Boston settles with two men wrongly accused in 1989 killing
City awards $150,000 to Black men cleared in the Carol Stuart case years after a formal apology from the mayor

Two Black men wrongly accused in the 1989 killing of Carol Stuart, a pregnant Boston woman, have received a $150,000 settlement from the city, two years after Boston Mayor Michelle Wu issued a formal apology. Willie Bennett will receive $100,000 from the settlement and Alan Swanson $50,000, city officials said Tuesday.
Carol Stuart was killed in 1989 as she and her husband left a birthing class; investigators later determined that her husband, Charles Stuart, orchestrated the killing. The couple’s baby was delivered by cesarean section 17 days later. Police initially arrested Swanson, then Bennett, before investigators ruled them out as suspects. Charles Stuart later identified Bennett as the suspect, but neither man was charged in the case. Charles Stuart, who was white, died months later after jumping from a bridge as his deception unraveled. The case drew national attention and contributed to a police crackdown in Boston’s Black neighborhoods, heightening racial tensions at the time.

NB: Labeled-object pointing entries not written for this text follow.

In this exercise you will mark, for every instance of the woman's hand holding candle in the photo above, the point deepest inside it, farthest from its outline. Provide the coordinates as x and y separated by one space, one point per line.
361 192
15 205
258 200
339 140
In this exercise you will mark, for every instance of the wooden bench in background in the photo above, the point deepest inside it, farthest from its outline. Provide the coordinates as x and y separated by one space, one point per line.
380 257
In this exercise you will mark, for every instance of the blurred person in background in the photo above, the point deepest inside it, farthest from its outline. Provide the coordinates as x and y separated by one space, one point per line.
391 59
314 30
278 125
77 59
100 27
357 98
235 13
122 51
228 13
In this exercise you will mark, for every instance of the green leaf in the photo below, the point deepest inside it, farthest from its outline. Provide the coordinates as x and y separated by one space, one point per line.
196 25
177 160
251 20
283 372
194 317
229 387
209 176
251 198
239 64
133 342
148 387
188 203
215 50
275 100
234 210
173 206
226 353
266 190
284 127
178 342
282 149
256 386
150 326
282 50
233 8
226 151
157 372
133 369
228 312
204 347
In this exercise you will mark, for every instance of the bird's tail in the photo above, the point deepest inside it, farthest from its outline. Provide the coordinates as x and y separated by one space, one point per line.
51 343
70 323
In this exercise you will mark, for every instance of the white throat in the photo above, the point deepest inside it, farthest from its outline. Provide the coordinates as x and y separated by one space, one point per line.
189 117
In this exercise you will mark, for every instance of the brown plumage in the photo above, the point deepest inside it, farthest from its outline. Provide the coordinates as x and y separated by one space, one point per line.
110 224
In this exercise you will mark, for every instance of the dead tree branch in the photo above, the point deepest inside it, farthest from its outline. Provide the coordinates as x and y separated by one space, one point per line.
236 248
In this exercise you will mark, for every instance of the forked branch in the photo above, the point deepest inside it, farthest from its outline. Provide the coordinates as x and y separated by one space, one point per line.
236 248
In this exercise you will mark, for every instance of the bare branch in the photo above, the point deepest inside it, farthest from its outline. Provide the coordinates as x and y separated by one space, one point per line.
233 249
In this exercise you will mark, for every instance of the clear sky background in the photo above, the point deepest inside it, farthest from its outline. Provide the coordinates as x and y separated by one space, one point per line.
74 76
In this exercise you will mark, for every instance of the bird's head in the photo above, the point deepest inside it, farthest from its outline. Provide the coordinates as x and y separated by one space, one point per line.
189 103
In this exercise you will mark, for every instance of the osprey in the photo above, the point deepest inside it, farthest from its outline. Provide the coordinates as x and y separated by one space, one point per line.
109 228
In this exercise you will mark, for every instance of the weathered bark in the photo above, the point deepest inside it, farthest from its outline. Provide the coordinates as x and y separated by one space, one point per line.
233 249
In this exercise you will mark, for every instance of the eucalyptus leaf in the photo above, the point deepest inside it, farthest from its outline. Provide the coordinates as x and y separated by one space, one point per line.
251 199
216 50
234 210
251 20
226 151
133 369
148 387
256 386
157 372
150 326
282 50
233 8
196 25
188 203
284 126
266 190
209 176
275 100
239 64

In 2023, Wu apologized for the pain endured by the two men and for the harm the case caused to Boston’s Black community. The settlement announced this week is described by city officials as a resolution of civil claims; it does not constitute an admission of fault by the city.
Officials stressed that the payments are a form of redress for the men’s years-long suffering and the reputational harm that followed them through the investigation and public handling of the case. The city noted that the funds come from its budget and are intended to acknowledge the missteps and prejudice that occurred more than a generation ago, while the broader questions about policing and accountability in the era remain part of ongoing public discussion.
The Carol Stuart murder case remains a turning point in Boston’s history, illustrating how a high-profile investigation can expose racial fault lines and provoke reforms in law enforcement practices. While the settlement closes a legal chapter for Bennett and Swanson, the episode continues to influence dialogue about justice, accountability, and the long arc of reconciliation in the city’s political and civic life.